Note: The functionality is in experimental stage currently, can be a subject for deprecation and may be replaced with generic OV API in future OV releases.
Following configuration options are supported:
Defines a preset of optimization passes to be applied during compilation. Supported values:
Value | Description |
---|---|
0 | Reduced subset of optimization passes. Smaller compile time. |
1 | Default. Balanced performance/compile time. |
2 | Prioritize performance over compile time that may be an issue. |
An extension for LATENCY mode being specified using ov::hint::performance_mode
Has no effect for other ov::hint::PerformanceMode
hints.
Supported values:
Value | Description |
---|---|
efficiency | Default. Balanced performance and power consumption. |
latency | Prioritize performance over power efficiency. |
map<str, str> config = {ov::intel_npu::compilation_mode_params.name(), ov::Any("optimization-level=1 performance-hint-override=latency")};
compile_model(model, config);
The max_tiles property is read-write to enable compiling models off-device.

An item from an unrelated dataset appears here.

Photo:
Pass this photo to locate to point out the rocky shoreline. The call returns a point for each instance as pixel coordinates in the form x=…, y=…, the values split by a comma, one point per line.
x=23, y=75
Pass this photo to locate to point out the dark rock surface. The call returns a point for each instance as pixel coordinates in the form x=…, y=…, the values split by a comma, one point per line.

When on NPU, max_tiles will return the number of tiles the device has.
Setting the number of tiles to compile for (via intel_npu::tiles), when on device,
must be preceded by reading intel_npu::max_tiles first, to make sure that
ov::intel_npu::tiles
<= ov::intel_npu::max_tiles
to avoid exceptions from the compiler.
Note that ov::intel_npu::tiles
overrides the default number of tiles selected by the compiler based on performance hints
(ov::hint::performance_mode
).
Any tile number other than 1 may be a problem for cross platform compatibility,
if not tested explicitly versus the max_tiles value.
Key ingredients to support stateful models which distinguish them from other models are:
- Implementing ReadValue and Assign operators
- Implementing Query State API (to give user an API to reset/get/set states)
- Implementing initialization for a state
More details on how OpenVINO supports stateful models can be found here: Stateful models.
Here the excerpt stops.